Just weeks after the April 11 tragedy, Dubroff's widow, Melinda, filed a claim contesting the right of his former common-law wife, Lisa Hathaway, to receive part of more than $2 million in insurance benefits that Anton Lloyd Dubroff had left for his two families.
Melinda Dubroff is suing Hathaway for half of her $1.5 million in insurance benefits in a lawsuit filed in San Mateo County Superior Court. Lloyd Dubroff, a San Mateo business consultant, was the father of Melinda's 5-year-old daughter and Hathaway's two surviving young children and their late daughter, Jessica. He also had two grown children from another marriage.
Hathaway said she believes Melinda Dubroff now "is going for the whole thing" - all the money, a contention supported by claims filed with insurance companies.
"Melinda is choosing to have my $1.5 million as well as hers," said Hathaway, adding that she has had to take out a bank loan to support her family during the dispute. "I wouldn't think of suing Melinda and taking money away from her.
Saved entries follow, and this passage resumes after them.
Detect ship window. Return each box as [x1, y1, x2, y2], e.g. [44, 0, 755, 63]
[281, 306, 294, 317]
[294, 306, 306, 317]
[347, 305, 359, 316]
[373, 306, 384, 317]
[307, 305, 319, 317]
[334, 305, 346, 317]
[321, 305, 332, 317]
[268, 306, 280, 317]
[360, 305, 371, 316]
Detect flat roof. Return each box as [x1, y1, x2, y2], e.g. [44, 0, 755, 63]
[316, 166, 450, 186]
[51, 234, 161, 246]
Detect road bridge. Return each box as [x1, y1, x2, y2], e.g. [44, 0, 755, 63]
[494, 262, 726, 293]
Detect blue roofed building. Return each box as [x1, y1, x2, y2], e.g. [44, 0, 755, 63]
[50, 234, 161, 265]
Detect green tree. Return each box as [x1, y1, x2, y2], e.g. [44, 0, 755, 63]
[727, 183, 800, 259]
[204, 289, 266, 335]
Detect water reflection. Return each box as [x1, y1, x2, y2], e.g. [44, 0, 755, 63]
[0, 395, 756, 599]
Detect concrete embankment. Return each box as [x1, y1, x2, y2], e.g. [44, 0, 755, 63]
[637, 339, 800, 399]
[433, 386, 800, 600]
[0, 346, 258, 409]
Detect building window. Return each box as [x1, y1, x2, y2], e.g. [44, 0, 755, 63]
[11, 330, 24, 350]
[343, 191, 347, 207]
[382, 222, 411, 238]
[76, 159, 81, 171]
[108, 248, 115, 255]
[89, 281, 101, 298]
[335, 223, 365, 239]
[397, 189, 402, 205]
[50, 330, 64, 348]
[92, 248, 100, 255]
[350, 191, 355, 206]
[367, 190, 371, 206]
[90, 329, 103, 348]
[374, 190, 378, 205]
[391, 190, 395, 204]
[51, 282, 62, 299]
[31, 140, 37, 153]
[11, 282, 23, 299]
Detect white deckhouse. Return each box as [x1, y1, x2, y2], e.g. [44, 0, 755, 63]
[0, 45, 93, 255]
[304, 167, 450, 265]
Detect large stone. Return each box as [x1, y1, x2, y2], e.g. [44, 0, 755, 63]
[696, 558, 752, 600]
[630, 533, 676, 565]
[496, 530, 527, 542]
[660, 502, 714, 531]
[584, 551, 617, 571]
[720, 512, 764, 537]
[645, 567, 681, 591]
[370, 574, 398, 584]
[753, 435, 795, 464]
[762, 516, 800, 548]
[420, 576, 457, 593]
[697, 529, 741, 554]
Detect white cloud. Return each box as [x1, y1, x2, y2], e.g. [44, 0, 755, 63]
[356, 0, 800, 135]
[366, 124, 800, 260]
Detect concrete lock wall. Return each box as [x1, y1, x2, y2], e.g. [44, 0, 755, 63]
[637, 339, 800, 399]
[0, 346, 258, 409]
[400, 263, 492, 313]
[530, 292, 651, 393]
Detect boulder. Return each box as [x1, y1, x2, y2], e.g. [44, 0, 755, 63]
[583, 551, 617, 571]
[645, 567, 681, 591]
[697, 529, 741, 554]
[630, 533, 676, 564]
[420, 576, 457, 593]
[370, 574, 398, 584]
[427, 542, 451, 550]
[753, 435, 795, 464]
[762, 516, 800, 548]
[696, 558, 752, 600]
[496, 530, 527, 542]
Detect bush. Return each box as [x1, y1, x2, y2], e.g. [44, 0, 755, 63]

She has a child to support, too."
The legal clash has continued the family's turmoil after the plane crash, which inspired national outrage over Jessica's parents encouraging her to become the youngest pilot to cross the United States.
Hathaway, a spiritual healer, took the brunt of the criticism after insisting that "Jess had every right to live and die with her freedoms." She also spoke out against a federal law passed in response to the crash that bans child pilots from attempting record flights.
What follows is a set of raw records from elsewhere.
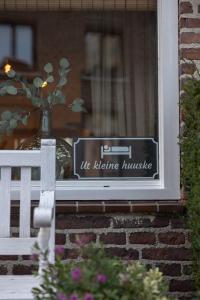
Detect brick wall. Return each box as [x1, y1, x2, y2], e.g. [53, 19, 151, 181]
[0, 1, 200, 300]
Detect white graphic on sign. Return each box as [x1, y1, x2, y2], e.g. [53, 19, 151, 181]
[101, 145, 132, 159]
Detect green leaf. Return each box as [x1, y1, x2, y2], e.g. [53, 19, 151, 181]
[22, 115, 28, 126]
[73, 98, 84, 105]
[31, 97, 43, 107]
[44, 63, 53, 73]
[25, 88, 32, 98]
[57, 77, 67, 87]
[9, 119, 17, 129]
[59, 58, 70, 68]
[7, 69, 16, 78]
[46, 75, 54, 83]
[33, 77, 43, 88]
[71, 98, 87, 112]
[71, 103, 86, 113]
[1, 111, 12, 121]
[6, 85, 18, 95]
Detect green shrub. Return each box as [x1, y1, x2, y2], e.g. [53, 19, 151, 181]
[32, 243, 170, 300]
[181, 70, 200, 292]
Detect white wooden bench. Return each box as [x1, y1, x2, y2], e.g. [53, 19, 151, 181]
[0, 139, 56, 300]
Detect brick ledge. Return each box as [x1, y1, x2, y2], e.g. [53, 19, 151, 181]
[55, 200, 185, 214]
[11, 200, 185, 214]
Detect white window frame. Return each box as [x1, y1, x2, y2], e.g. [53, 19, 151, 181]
[10, 0, 180, 201]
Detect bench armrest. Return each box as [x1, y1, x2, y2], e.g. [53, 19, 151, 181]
[33, 191, 55, 228]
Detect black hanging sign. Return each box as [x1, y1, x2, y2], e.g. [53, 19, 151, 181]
[73, 138, 158, 179]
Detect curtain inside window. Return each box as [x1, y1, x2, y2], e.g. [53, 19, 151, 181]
[0, 0, 156, 11]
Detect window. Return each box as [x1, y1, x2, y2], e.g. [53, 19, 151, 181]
[0, 24, 33, 67]
[0, 0, 179, 200]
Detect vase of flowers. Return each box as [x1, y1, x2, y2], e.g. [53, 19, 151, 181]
[0, 58, 86, 179]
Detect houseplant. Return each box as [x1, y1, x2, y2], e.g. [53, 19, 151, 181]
[32, 242, 170, 300]
[0, 58, 86, 178]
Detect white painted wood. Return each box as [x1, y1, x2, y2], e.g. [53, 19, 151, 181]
[0, 151, 41, 166]
[0, 139, 56, 298]
[38, 228, 51, 276]
[0, 167, 11, 237]
[0, 275, 38, 300]
[0, 238, 37, 255]
[20, 167, 31, 237]
[34, 191, 54, 228]
[41, 139, 56, 191]
[157, 0, 180, 199]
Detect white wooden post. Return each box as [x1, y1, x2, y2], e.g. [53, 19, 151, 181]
[34, 139, 56, 275]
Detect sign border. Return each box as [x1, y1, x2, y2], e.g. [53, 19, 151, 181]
[73, 137, 159, 180]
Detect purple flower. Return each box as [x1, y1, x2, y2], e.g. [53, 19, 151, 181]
[55, 246, 65, 256]
[56, 293, 68, 300]
[71, 268, 81, 281]
[84, 293, 94, 300]
[96, 273, 107, 284]
[69, 294, 79, 300]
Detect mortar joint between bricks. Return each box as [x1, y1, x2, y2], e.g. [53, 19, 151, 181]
[180, 43, 200, 48]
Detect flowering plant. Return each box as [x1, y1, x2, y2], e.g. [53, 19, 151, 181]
[32, 243, 170, 300]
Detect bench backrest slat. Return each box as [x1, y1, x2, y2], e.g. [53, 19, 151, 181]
[0, 151, 41, 166]
[0, 167, 11, 237]
[20, 167, 31, 238]
[0, 139, 56, 255]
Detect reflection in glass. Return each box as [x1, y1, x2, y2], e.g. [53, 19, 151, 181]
[0, 25, 12, 64]
[0, 6, 158, 180]
[16, 26, 33, 65]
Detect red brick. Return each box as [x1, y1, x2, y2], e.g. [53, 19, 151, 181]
[171, 218, 187, 229]
[55, 233, 66, 245]
[56, 202, 76, 214]
[105, 201, 131, 213]
[183, 264, 193, 276]
[158, 232, 185, 245]
[142, 248, 192, 261]
[69, 233, 96, 244]
[131, 204, 157, 213]
[169, 279, 194, 292]
[181, 32, 200, 44]
[56, 215, 111, 229]
[12, 264, 37, 275]
[152, 216, 170, 227]
[113, 216, 169, 229]
[181, 48, 200, 60]
[180, 63, 196, 75]
[180, 2, 193, 14]
[113, 217, 152, 228]
[105, 248, 139, 260]
[180, 18, 200, 28]
[78, 202, 104, 214]
[129, 232, 156, 245]
[0, 255, 18, 261]
[156, 263, 181, 276]
[0, 265, 7, 275]
[100, 233, 126, 245]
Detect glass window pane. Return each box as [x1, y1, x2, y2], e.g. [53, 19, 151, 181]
[15, 25, 33, 65]
[0, 6, 158, 181]
[0, 25, 12, 65]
Hathaway accuses Melinda Dubroff and her father, Thomas Hurst, a San Jose attorney representing his daughter, of filing a sham lawsuit to deny her the support that Lloyd Dubroff planned for her and their surviving children, Joshua, 10, and Jasmine, 3.
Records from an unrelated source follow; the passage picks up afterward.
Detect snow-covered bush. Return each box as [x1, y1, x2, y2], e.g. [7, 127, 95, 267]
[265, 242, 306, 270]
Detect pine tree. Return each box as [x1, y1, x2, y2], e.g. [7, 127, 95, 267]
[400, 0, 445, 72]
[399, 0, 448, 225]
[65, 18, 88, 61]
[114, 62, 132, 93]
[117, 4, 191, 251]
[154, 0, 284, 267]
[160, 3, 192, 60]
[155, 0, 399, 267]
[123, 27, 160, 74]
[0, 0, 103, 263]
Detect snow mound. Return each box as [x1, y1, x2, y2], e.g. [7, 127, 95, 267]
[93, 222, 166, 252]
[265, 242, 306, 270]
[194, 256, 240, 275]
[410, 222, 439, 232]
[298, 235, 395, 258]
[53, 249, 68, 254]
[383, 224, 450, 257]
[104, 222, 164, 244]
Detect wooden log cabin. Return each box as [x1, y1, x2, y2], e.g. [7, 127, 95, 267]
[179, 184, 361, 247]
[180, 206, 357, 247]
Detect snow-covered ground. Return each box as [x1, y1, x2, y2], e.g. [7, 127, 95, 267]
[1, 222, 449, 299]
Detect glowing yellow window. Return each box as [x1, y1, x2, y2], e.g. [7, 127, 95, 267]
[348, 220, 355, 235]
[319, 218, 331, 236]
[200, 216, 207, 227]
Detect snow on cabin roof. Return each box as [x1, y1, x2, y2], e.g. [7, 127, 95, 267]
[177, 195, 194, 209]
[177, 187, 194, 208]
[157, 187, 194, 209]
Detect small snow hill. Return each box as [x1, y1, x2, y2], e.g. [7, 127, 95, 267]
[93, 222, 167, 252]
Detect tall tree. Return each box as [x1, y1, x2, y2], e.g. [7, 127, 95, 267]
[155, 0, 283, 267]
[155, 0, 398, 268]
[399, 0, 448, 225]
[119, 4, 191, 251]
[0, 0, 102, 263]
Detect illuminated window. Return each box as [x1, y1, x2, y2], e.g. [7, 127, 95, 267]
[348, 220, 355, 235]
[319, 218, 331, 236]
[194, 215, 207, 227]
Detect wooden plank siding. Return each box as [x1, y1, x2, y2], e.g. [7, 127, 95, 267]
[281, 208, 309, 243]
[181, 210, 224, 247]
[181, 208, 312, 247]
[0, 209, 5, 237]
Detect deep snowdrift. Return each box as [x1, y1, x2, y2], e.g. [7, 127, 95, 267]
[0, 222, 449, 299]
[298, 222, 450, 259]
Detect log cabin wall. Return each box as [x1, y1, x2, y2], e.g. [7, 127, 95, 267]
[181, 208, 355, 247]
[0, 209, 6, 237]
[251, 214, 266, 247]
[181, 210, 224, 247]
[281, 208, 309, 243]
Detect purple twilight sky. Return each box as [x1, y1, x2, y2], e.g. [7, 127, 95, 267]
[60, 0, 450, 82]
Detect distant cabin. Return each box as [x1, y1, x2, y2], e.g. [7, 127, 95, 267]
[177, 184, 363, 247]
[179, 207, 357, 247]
Additionally, Hurst, whom Melinda Dubroff had appointed administrator of her husband's estate, has officially rejected Hathaway's claim for child support from the estate.
Hathaway insists "there are no villains here. Melinda and her father are simply two beautiful people who are mischoosing." But she also has accused Hurst of filing the suit for personal gain and calling the effort "irresponsible, baseless . . . (and) unethical."
Hurst and Melinda Dubroff did not respond to repeated requests for interviews. But in court records, Hurst argues that Melinda Dubroff and her daughter, Kendall, have a right to half - or maybe all - of Hathaway's insurance benefits under community property and child-support rights.
The legal dispute is over three life-insurance policies worth $2.25 million purchased by Lloyd Dubroff. Aside from the two policies totaling $1.5 million designated for Hathaway, Melinda Dubroff was named beneficiary in at least one $750,000 policy.
Hathaway says a fourth insurance policy left Melinda Dubroff an additional $750,000, which she has already collected.
In the lawsuit filed in September, Melinda Dubroff seeks half of Hathaway's $1.5 million benefits and half of $150,000 that she says Lloyd Dubroff gave Hathaway in the years just before his death. Melinda Dubroff contends that both the insurance benefits and any other money her husband gave Hathaway were "gifts," not child support, that his wife didn't authorize.
Although Hathaway and Dubroff lived together for several years, they never married. Court papers call her his "ex-wife (common law)."
Hathaway maintains that both the insurance money and Lloyd Dubroff's earlier payments to her were child support. She countered Melinda Dubroff's lawsuit in November with a $1.5 million child-support claim against Dubroff's estate, which listed only $20,000 in personal property. Hathaway has offered to withdraw her claim if Melinda Dubroff drops her community-property action, an offer Hurst has rejected.
Hathaway accuses Hurst of conflict of interest, favoring his daughter and granddaughter over the rights of Hathaway's children by Dubroff.
But an independent legal expert said there's no clear evidence that Hurst has acted improperly. Hurst has an impartial duty to all Dubroff's heirs, including his children by Hathaway, said Arthur Bredenbeck, past chairman of the California State Bar Association's probate and estate planning section. But he said Hurst has no obligations to Hathaway because Dubroff left no will.
Hathaway said she doesn't understand why she and Melinda Dubroff can't simply divide the millions between their families, as Lloyd Dubroff had wanted.
"Lloyd's intention was to support us all. His children mattered to him," Hathaway said.